From 2004 to 2010, Hemmera conducted detailed scientific analyses of many impacts on the landscape that can be expected in the future, as climate change causes more frequent, more intense storms. The objective was to predict landslide and other events, and to use these predictions in land-use planning and other mitigation strategies.
These detailed studies involved sophisticated climate change modelling of locations on the Pacific Northwest coast. Hemmera researchers analyzed data obtained from mesoscale numerical weather modeling, landslide inventories, and innovative change detection mapping. This data was used to quantify the relationships between landslides and the intensity of rainfall, air temperature and wind speed. We examined the role of windblown trees, in terms of the loss of the forest resource, and a causal factor in landslides and flooding. Further, we examined the role of storms, and the frequency of storms, in the planning of storm water management and road design.
The study identified the critical onset of rainfall intensities that result in a rapid increase in landslide occurrence.

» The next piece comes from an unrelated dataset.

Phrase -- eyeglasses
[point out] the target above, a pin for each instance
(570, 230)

It also quantified the role played by high winds, as rain and snow that is driven by high winds accelerates rain-on-snow melting. It also identified the direct role of windblown trees. The critical role of wind is an often-neglected component of hydrological analyses which increases the challenge to land-management strategies, and can change where, and when snow zones will melt in a warming climate.
Our work resulted in adaptation strategies, which include rainfall shutdown guidelines for industry and improved planning of resource developments, road layouts and stream crossings, which will mitigate the damage from landslides.